Sunday, October 08, 2006

The South Bank

Every city has its good side and its bad side. London is no exception. North of the river is where all the decent, cultured people live. It's the seat of government, where you'll find the West End and has all the best pubs. As for the south, nobody should be that close to France by choice.

The one shining light, however, is the South Bank. So horrified at its location is this area that it snuggles up as close to the river as it can so as to espy the beauty beyond and wistfully sigh; 'One day. One day'.

Let's take our lives in our hands and go to see what's it's all about.

Let's no be too hasty to cross the river. Here is a sun-dial near Tower Hill tube. Sadly missing one important component today.

What is it about Russel Crowe? This bloke has something to do with the fact that the Romans did a fair bit of work on London in times gone past - and probably set it on its course to be the city it now is.

The Glass Testicle. This new building is the home of the Mayor of London - Ken Livingstone right now. The mayor's office was created by the Labour government to restore a city-wide local government after the lovely Thatcher did away with the Greater London Council - ironically also headed by Ken Livingstone who she hated with a passion. I reckon that Ken giggled his tits off at that one.

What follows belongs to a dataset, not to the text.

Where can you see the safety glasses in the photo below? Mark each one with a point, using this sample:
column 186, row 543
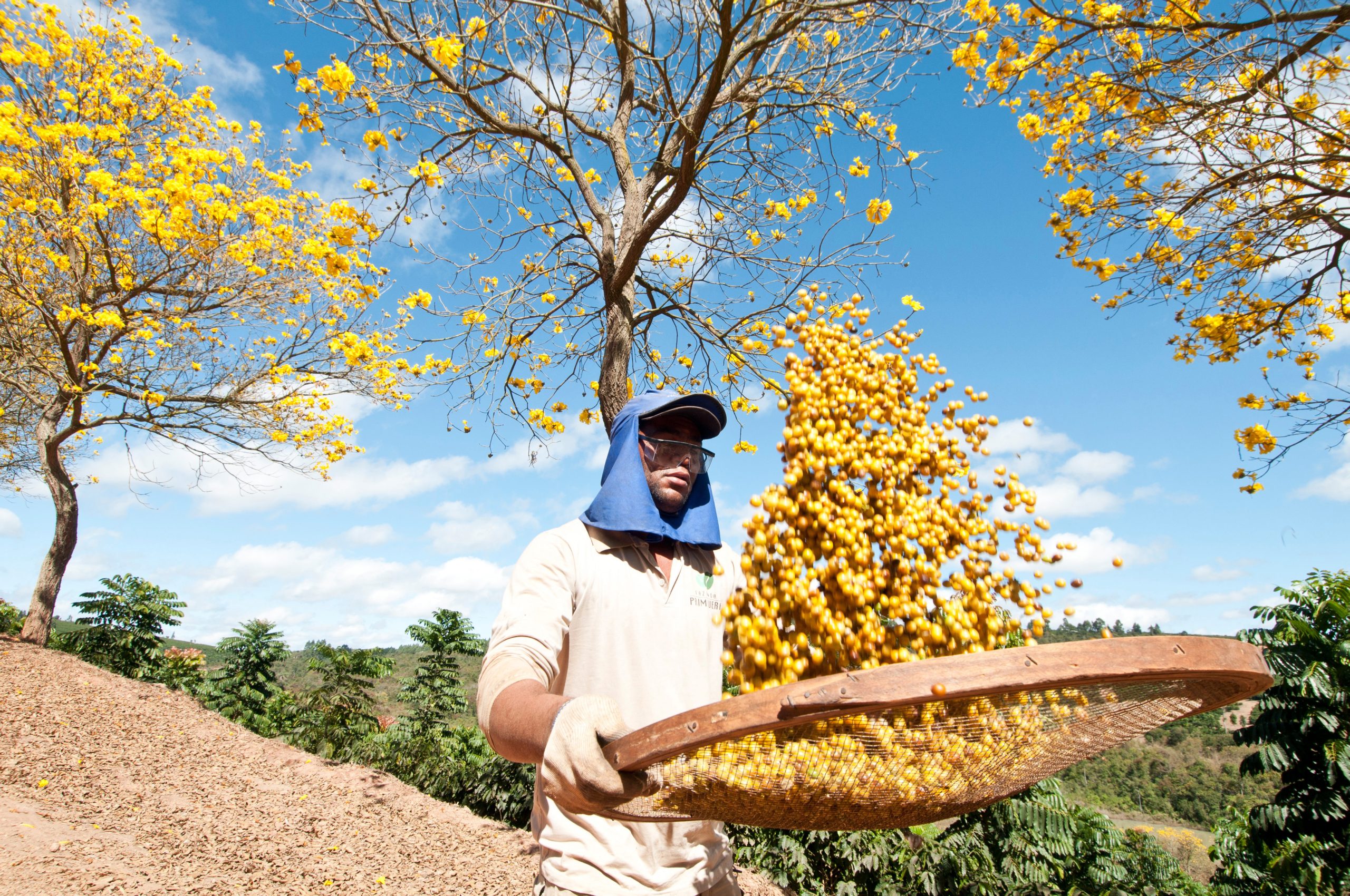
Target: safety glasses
column 666, row 454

The Tower and the Glass Dildo. Sadly, there is no decent vantage point where you can get this building and the one above in the same shot. Bugger.

HMS Belfast. Once a proper warship and now a floating museum. You can tell septic tourists that it does pleasure tours if you like.

There's Tower Bridge, the one that America thought is was going to put in a desert.

London Bridge. The replacement for the one that America actually put in a desert.

Another pathetic attempt by some idiot to get Londoners 'pulling together' when they would much rather be arguing over a beer.

A very nice renovated wharf.

See.

And just to ram the point home, there is a ship-like sculpture inside. That's taken a lot of drugs.

The Monument. To what, I hear you ask. To the Great Fire of 1666, that's what. It probably wasn't that great if you got caught up in it all though.

The carving at the base of the monument. We know it's all about the fire 'cos there's some blokes hanging around in floppy hats. Looking at a chick with her norks out.